Ce mercredi 17 juillet, à la faveur d’une conférence de presse dans un hôtel de la capitale, ils ont émis « de sérieux doutes sur les récentes annonces faites par Mme le directeur général de la CNSS, et surtout leur viabilité ». Pour eux, les données sont claires : Nicole Asselé ne tient pas ses promesses. Une batterie d’annonces faites auparavant par la DG n’ont jamais vu le jour, telles que la carte biométrique pour un meilleur suivi des retraités, restée au stade de projet ; l’annonce en 2018 confirmée en 2019, du maintien du paiement mensuel des pensions retraites assorti de l’obligation d’ouvrir des comptes bancaires, de sorte que des virements mensuels soient effectués le 5 de chaque mois. Une vue de l’esprit jusqu’à maintenant. De même, l’injonction faite à ses collaborateurs de traiter avec diligence les 2000 dossiers des retraités en souffrance, n’est pas encore pas régler à ce qui semble.

S’ils se sont étonnés de l’argument évoquant des tensions de trésorerie pour justifier le basculement vers un paiement des pensions retraites au trimestre, les membres du Synaret le sont encore bien plus avec les dépenses supplémentaires qu’on voudrait engager pour cette opération.

« Voici une structure qui se dit au bord de la faillite et passe contrat avec des banques pour la mise en place d’un système de découvert qui ne dit pas son nom. Quid des frais associés ? Les banquiers seraient-ils devenus subitement des philanthropes ? Qu’en est-il de la dépense relative à l’émission des cartes de prépaiement (appel d’offres ou gré à gré) ? Toutes dépenses nouvelles que doit supporter une boite en difficulté », ont-ils fait observer, notant que ces choix qui confirment, selon eux, « l’incompétence de la DG ».

Les retraités ont émis des exigences à titre conservatoire pour ramener la sérénité en leur sein. Il s’agit du « maintien du paiement mensuel des pensions, la révocation de l’actuel DG pour incompétence, la suspension du Conseil d’administration de la CNSS, l’organisation des états généraux de la sécurité sociale et de l’action sanitaire au Gabon ».

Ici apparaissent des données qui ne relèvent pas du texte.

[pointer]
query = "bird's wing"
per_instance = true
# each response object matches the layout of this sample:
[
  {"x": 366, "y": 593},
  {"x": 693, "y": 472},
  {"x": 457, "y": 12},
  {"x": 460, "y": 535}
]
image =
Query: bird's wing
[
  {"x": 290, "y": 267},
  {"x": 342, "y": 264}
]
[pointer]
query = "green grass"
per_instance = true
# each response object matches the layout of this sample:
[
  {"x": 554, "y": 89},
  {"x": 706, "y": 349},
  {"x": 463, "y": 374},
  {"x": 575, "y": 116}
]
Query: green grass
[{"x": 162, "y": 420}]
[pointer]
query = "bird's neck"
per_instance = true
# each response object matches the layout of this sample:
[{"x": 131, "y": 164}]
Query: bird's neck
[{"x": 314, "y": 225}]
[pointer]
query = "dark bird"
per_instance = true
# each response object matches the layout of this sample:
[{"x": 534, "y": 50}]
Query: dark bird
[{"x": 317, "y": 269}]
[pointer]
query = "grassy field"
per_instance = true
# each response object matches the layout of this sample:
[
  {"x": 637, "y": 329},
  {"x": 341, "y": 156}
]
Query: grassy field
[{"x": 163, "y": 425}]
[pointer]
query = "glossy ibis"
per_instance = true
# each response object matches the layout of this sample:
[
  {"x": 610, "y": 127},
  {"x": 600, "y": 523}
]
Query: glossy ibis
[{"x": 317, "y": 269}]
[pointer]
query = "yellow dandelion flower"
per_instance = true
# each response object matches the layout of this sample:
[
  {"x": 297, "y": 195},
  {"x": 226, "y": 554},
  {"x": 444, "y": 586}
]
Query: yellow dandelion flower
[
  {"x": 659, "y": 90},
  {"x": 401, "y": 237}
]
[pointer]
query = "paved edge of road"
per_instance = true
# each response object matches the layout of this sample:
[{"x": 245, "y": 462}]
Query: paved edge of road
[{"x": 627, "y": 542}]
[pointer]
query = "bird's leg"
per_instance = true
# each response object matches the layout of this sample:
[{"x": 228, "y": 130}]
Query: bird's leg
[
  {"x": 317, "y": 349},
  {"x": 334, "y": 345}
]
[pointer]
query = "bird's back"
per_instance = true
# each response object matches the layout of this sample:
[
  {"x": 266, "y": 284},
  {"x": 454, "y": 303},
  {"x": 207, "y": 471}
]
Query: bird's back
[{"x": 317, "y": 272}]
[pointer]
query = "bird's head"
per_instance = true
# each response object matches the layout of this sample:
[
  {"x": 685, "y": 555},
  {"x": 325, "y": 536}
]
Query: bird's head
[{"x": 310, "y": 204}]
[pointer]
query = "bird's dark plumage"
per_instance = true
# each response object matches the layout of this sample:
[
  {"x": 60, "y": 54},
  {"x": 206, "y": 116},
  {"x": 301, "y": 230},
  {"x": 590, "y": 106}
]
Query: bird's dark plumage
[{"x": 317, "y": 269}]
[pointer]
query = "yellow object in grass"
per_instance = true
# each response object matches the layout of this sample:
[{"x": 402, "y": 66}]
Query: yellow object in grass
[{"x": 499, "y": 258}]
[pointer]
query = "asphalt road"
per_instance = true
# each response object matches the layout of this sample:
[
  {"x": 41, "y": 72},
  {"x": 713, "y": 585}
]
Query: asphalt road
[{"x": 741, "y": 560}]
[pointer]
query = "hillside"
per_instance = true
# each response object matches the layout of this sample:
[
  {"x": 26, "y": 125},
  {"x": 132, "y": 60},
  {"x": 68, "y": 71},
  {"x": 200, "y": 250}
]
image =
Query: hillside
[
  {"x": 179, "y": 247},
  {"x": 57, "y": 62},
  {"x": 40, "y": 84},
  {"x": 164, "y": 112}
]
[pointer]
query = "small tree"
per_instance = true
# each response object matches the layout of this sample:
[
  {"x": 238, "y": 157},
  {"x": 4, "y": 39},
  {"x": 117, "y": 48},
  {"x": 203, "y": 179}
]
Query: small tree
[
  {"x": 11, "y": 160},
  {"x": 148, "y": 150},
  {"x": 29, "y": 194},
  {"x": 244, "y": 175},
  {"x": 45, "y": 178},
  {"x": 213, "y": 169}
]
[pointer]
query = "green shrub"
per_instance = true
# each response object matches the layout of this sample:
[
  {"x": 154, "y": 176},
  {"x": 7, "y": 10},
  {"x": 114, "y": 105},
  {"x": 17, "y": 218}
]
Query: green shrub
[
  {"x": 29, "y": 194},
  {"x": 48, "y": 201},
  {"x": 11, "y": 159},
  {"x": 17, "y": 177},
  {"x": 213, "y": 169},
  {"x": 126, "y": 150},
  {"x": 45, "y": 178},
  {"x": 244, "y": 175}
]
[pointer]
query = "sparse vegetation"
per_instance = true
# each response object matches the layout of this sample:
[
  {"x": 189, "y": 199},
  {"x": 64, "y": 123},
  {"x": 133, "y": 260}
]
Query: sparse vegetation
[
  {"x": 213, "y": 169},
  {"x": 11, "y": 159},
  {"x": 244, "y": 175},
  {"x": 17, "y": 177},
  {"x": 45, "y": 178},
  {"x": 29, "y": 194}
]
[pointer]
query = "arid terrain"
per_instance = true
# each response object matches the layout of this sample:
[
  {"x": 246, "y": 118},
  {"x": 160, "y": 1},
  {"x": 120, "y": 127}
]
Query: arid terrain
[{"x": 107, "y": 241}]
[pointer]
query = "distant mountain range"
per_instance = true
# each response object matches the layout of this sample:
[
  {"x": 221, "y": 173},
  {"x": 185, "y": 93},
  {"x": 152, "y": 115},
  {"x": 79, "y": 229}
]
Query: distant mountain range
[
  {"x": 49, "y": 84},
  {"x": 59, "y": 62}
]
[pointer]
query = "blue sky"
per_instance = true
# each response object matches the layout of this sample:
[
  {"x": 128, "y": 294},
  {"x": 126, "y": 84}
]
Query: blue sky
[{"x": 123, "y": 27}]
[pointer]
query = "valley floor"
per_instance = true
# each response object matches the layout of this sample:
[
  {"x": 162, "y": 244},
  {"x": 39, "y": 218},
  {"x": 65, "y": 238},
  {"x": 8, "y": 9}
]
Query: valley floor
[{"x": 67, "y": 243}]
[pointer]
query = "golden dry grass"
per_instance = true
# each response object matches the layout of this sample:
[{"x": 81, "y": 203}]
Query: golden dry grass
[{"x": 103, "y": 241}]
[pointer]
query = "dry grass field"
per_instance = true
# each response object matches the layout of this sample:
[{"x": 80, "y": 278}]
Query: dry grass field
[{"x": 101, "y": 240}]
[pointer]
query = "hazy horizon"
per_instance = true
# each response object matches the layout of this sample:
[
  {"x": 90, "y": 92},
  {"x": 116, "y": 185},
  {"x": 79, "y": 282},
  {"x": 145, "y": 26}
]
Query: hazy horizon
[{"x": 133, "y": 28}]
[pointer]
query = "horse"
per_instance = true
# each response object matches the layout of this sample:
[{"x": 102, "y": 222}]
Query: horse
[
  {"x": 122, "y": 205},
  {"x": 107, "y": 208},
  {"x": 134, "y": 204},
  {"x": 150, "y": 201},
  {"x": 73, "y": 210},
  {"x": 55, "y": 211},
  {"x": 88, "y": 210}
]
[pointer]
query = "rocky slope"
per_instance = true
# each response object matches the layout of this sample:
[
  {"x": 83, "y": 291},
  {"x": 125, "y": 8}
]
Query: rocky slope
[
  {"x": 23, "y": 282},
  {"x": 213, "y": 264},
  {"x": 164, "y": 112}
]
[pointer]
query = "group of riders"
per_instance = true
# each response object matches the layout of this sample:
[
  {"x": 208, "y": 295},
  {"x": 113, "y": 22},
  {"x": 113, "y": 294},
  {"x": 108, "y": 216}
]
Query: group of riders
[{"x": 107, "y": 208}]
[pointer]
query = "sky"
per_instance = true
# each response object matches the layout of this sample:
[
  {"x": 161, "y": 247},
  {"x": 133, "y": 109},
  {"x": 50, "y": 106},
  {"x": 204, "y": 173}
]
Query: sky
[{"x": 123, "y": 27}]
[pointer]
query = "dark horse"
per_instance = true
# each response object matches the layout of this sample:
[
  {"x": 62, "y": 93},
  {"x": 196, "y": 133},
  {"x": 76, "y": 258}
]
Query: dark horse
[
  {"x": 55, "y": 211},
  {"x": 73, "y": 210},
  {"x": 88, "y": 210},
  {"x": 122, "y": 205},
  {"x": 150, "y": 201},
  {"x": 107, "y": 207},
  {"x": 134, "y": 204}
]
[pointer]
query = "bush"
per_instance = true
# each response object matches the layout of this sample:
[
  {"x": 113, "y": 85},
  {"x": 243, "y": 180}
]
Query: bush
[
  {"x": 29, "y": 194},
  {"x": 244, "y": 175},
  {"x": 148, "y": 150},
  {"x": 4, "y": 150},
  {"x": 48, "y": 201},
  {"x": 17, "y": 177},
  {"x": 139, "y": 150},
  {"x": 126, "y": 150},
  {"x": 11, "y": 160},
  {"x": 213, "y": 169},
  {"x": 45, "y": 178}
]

Les seuls interlocuteurs avec lesquels ils sont disposés à discuter, ont-il fait savoir, restent le ministère des Affaires sociales et le parlement dans son ensemble. Des courriers leur ont été adressés.

Réagissant à l’hypothèse d’un retour effectif au paiement trimestriel des pensions retraites, Arthur Ndong, un membre du Synaret a sèchement rejeté l’option. « La maladie n’attend pas trois mois. Nous ne mangeons tous les 3 mois », a-t-il laissé entendre. Son président, Edouard Nguema, espère que le gouvernement prendra un décret en leur faveur.

Ces avantages acquis (en l’espèce, le paiement mensuel) qui font office de droit ne devraient être touchés qu’en dernier recours.